Don’t Automate a Mess, Map It First
Before discussing automation or process upgrades, Oliver recommends something deceptively simple: draw it out. Most teams don’t know how their workflows function daily—mapping a process on Post-it notes or a whiteboard forces you to confront inefficiencies, duplicate steps, and data handoffs that slow everything down.
He shared the example of a retailer who cut product onboarding from eight days to 48 hours, not by investing in complex systems but by reducing unnecessary back-and-forth between departments. It’s a pattern he’s seen repeatedly: visibility leads to simplification, and simplification unlocks efficiency. If you can’t explain your process in ten sticky notes, it’s too complex.
Use Customer Signals to Shape Internal Decisions
While most operational inefficiencies live in the back end, Angélica reminded us that some of the best efficiency insights come from customer-facing data, especially search. She pointed out that roughly half of all eCommerce sales hinge on what happens in the search bar. If your team isn’t paying attention to how customers search and, more importantly, what they can’t find, you’re missing vital operational cues.
It’s not just about optimising the website experience. Search data reveals trends, gaps in inventory, and content issues your team can address before they balloon into bigger problems. A rise in specific search terms could inform which SKUs get priority restocks or which products need clearer titles. Listening to your customers in real time lets your ops team move with intention, not guesswork.

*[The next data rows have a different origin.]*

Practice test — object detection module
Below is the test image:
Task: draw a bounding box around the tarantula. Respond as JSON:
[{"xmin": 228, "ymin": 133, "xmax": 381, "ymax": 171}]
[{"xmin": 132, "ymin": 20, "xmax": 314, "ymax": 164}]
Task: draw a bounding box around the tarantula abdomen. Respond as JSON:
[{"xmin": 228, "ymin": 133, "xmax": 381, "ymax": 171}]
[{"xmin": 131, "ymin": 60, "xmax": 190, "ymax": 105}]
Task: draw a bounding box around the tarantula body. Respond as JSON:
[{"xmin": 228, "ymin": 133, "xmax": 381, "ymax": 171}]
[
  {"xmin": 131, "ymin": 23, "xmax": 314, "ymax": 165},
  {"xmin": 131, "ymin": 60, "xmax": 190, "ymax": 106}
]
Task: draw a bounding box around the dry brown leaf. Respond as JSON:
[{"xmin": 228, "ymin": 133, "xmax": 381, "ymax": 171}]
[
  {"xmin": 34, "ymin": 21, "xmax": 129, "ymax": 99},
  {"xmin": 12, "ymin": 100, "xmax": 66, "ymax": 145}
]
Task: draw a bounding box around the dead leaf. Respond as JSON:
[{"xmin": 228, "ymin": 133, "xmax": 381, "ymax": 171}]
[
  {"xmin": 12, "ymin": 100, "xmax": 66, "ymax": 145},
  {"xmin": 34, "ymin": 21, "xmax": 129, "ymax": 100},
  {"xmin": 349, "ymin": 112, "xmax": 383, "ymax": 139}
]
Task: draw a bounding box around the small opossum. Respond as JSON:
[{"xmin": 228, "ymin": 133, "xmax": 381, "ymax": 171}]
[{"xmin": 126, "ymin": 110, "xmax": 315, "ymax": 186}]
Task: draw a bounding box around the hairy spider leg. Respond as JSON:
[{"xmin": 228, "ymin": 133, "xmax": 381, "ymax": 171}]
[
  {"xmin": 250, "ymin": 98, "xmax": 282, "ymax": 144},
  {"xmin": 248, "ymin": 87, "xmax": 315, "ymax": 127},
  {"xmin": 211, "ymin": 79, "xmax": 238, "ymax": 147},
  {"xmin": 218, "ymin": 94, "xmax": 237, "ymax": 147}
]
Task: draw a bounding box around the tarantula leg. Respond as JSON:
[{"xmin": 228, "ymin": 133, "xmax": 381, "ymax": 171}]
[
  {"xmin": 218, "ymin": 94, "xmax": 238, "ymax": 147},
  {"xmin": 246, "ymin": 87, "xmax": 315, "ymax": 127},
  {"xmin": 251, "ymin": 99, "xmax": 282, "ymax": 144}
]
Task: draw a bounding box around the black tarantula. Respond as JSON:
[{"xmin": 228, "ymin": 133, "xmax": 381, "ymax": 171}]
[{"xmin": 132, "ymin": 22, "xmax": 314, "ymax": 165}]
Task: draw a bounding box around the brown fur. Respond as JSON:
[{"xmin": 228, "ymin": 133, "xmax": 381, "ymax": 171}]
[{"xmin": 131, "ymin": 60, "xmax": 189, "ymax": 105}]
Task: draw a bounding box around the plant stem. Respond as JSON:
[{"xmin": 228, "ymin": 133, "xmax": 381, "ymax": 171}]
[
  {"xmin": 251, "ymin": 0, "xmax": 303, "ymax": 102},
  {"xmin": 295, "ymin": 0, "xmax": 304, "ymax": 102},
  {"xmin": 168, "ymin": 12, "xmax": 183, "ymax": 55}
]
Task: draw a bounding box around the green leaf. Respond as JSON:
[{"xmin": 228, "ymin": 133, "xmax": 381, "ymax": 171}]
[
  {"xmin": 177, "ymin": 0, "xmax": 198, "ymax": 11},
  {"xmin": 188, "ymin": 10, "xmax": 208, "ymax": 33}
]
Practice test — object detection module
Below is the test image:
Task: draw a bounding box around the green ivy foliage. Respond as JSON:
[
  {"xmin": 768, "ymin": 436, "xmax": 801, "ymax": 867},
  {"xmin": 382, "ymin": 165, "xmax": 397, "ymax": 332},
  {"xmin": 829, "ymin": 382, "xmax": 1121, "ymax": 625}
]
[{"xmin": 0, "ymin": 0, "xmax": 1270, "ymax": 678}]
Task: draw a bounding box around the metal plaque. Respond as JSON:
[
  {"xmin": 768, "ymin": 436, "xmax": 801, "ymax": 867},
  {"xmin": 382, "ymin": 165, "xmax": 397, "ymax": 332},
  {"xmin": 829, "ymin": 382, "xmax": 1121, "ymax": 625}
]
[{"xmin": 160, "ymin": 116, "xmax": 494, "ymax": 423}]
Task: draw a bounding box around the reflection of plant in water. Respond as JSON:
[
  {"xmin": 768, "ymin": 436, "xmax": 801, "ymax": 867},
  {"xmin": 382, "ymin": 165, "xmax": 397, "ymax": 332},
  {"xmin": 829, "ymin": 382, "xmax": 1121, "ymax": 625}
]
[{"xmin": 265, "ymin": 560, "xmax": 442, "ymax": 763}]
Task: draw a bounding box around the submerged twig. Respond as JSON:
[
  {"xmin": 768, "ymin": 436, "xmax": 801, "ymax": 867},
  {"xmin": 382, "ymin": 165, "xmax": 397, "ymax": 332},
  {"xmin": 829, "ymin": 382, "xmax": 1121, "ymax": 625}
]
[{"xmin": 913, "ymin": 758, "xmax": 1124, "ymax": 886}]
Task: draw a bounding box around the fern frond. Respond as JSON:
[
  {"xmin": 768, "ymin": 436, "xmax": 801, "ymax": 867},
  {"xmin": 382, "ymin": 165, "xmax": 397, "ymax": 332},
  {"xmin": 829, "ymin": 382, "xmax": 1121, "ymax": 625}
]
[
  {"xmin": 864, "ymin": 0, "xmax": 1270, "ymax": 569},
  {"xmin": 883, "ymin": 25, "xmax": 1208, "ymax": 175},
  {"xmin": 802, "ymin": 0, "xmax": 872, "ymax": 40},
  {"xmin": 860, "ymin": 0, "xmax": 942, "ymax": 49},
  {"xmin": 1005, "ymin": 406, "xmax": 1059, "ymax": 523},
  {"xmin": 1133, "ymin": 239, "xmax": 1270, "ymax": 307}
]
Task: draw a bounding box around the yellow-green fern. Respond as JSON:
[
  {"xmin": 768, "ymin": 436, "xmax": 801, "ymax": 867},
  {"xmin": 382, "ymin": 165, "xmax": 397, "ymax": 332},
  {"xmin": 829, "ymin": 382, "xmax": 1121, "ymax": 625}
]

Culture Beats Tools Every Time
Efficiency isn’t a tool problem. It’s a people problem. Or, more accurately, a mindset problem. As Oliver put it, team efficiency is one of the most underused levers in eCommerce today. The most successful brands he’s seen aren’t just moving fast; they’re doing so with small, tightly aligned teams.
He cited a jewellery brand turning over tens of millions with just 25 people. Their secret? They evaluate every new initiative, from launching SKUs to choosing platforms, through the lens of operational cost. That kind of thinking isn’t restrictive; it’s liberating. When teams know how their choices affect resourcing, decision-making sharpens, and work stops piling up for the sake of progress.
Documentation: The Quiet Engine of Growth
One of the most quietly powerful ideas in the conversation came from Angélica, who stressed the importance of documenting what your team does and why each step exists in the first place. When new hires join, or roles shift, undocumented processes become friction points. And those gaps compound as you grow.
She advised spending time upfront to interrogate your current working methods and then write them down. This isn’t about building manuals no one reads. It’s about building shared knowledge so that your team can evolve together. Let the team co-create SOPs, test them, and adjust them. That’s how documentation becomes dynamic, not dusty.
Your Time Has Value. Treat It That Way.
One of the clearest points of the session came when Sam did the math: if your time is worth $50 an hour, saving just seven minutes justifies an investment. And yet, far too many teams cling to inefficient processes out of habit or fear of change.
He argued that efficiency isn’t a cost; it’s a return. But you only unlock it when you stop treating your team’s time as expendable. Whether cleaning up reporting workflows or reducing duplicate data entry, every minute can save you time to reallocate to the work that grows your brand.
The Hidden Cost of Inaction
Midway through the conversation, Chloe referenced a striking stat: the average retailer wastes over 300 hours a year on manual workflows that automation can solve. That’s nearly two full work months. Imagine what your team could build, fix, or grow with that time back. It’s a sobering reminder that inaction is a choice with a real cost.
Wrapping up
Efficiency doesn’t start with tools. It starts with perspective. It begins when teams stop managing their problems and instead decide to fix them at the source. “If your SOP has 25 steps,” Oliver said, “your real problem isn’t the team, it’s the system.”
Map your workflows. Document your decisions. Look at your customer data like it speaks directly to your ops team because it does.